Writing an mp3 Player in Python

This page is old. pymp changed to thump. This page is still a good read, though.

Lately I have been working on writing my own mp3 player in Python, because I found most mp3 players too stuffy and inflexible. I also enjoy coding things for my own use simply for the fact that I understand them better and I can make them work how I want, without the accompanying annoying features of software others have written.

Most of the code has not gone to the actual playing of mp3's, that can be done in perhaps 10-15 lines of Python. The bulk of the code is providing the actual player with features that I want.

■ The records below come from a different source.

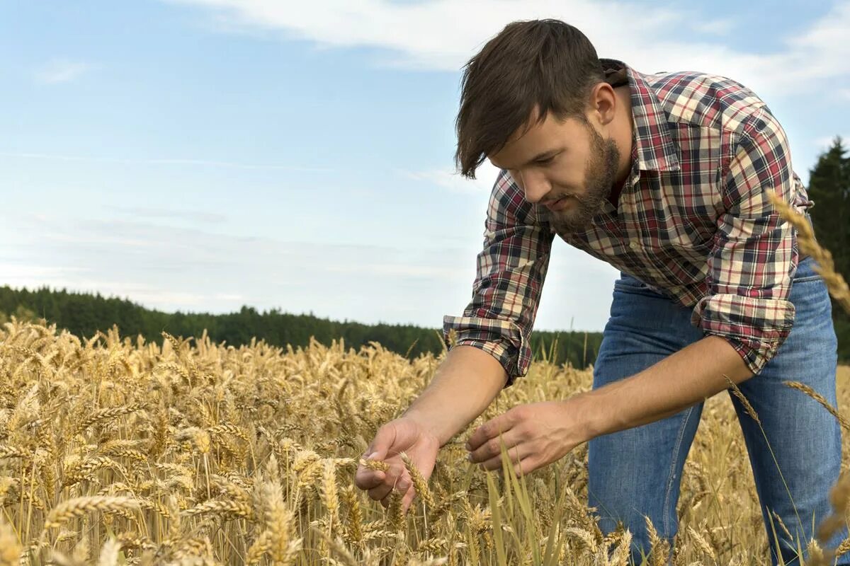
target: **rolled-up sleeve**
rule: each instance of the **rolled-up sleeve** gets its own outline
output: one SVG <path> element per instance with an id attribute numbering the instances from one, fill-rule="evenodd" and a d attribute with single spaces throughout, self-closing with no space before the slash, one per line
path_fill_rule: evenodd
<path id="1" fill-rule="evenodd" d="M 528 373 L 530 338 L 537 313 L 554 234 L 539 221 L 535 205 L 504 171 L 487 205 L 484 249 L 479 253 L 472 300 L 460 317 L 443 318 L 443 340 L 471 345 L 495 357 L 507 381 Z"/>
<path id="2" fill-rule="evenodd" d="M 725 210 L 708 258 L 709 294 L 697 303 L 692 322 L 726 339 L 757 374 L 794 323 L 788 298 L 798 261 L 796 231 L 767 193 L 795 204 L 802 189 L 785 132 L 767 107 L 745 119 L 734 148 L 722 177 Z"/>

Disclaimer: I am not an advanced programmer, in Python or in general. I have been using Python for about 4-5 months as of this writing (mid-May 2003), and programming regularly for perhaps 1.25 years. If you see something idiotic in this page, please let me know, instead of immediately deciding that I am an idiot : )

Goals

The goal is to have an mp3 player that is:

Written in python. Biased, yes, but that's ok ; )
Is text-based. XMMS does alot of the things, if not all of the things that I want, but I don't like graphical stuff very much. It reduces the ease of interaction with text that makes unix so wonderful, and it won't run on a machine without X installed (which is a requirement).
Is extremely extendable, interoperable, etc. I want to be able to control it from other python scripts, control it from the command line, control it with bash scripts, get information from it in python, get information from it with bash scripts, etc etc. I want to be able to "ask it questions", and "give it instructions", from anywhere.
Is modular. I want a daemon of sorts, that runs behind the scenes, playing the music. I want to have another program that accesses information about songs playing, I want another program that lets my type commands to the player interactively. I want another program which lets me control the player via the command line. (last two will possibly be one in the same)
Is not a dog performance-wise: doesn't suck up tons of ram or cpu. This is fairly moot as mp3 decoding is not really all that intensive of a task for a computer, and python is plenty fast for the task measured it at about 2.7% avg cpu usage, mpg321 is about the same).
Fairly portable. It is being developed on linux and will be running on NetBSD once I am satisfied with it.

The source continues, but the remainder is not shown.